SOFIA – The International Monetary Fund urged Bulgaria yesterday to curb spending and maintain fiscal prudence to avoid economic overheating despite the floods that hit the Balkan state this summer. Bulgaria said flood damage, estimated at 1 billion levs (511 million euros), prompted extra spending, which the IMF fears might further worsen Bulgaria’s wide current account gap – seen at 9.0 percent of gross domestic product at the end of 2005. «A natural calamity, such as a flood, is per se no reason to ease fiscal policy,» head of the IMF mission Hans Flickenschild told reporters at the end of a three-day visit to Bulgaria. The country, set to join the EU in 2007, has vastly overshot its revenue targets and its budget surplus by the end of July was 1.13 billion levs – almost 3 percent of GDP – far over the year-end estimate of 1 percent agreed upon with the IMF. Under its two-year non-funding accord with the Fund signed last August, the country has agreed to save 70 percent of outperformed revenue – a commitment it might breach due to the flood-damage payments. Flickenschild said the EU aspirant state should redirect spending rather than hike it. «In deciding for this additional spending the government will look for savings into the existing budget. Savings that need to be significant enough to accommodate spending needs.» Bulgaria operates under a currency board regime and fiscal policy is one the few tools it has to ensure the financial stability. Flickenschild said any changes of already-agreed-to 2005 targets will be discussed in October, when the Fund will carry out a second review of the 118-million-euro non-funding deal.

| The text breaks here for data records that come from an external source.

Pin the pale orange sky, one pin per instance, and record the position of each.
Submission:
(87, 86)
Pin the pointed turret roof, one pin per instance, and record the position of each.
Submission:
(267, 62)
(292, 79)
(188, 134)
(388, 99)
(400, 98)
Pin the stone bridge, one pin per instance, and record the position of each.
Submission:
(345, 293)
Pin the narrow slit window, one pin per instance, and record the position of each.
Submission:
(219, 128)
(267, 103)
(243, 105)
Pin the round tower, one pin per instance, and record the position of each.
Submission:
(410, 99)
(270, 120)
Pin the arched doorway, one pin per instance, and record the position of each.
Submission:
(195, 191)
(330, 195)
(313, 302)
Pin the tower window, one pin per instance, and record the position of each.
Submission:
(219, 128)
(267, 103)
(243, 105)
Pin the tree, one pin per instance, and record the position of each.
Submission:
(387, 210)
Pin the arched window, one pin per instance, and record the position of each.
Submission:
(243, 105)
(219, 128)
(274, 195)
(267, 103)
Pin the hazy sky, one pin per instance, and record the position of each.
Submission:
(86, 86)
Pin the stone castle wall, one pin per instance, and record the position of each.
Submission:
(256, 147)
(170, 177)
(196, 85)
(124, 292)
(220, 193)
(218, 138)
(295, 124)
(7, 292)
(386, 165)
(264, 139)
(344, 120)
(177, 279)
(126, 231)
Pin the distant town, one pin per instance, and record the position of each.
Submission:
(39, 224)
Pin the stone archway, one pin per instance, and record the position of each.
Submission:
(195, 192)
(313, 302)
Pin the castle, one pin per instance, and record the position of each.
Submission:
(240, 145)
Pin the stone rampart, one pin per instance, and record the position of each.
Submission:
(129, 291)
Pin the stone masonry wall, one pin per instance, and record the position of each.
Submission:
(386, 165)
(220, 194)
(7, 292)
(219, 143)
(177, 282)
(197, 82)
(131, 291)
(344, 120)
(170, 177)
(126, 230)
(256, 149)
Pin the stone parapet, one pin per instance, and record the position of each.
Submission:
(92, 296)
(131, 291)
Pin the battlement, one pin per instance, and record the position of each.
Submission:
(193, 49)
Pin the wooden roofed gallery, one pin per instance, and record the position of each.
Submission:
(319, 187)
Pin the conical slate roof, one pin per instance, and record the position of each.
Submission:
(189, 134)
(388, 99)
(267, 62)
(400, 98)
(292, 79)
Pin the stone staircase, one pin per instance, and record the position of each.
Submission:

Finance Minister Plamen Oresharski said Bulgaria has already extended some extra 250 million levs for the most urgent repairs of road and other infrastructure and further payments from the 2005 budget will be marginal. «We have already allocated payments to compensate for the damage. We do not plan to spend much more by the end of the year,» Oresharski told Reuters. He has said he expected the end-2005 surplus in the range of 1 to 2 percent of GDP and has vowed to maintain fiscal prudence.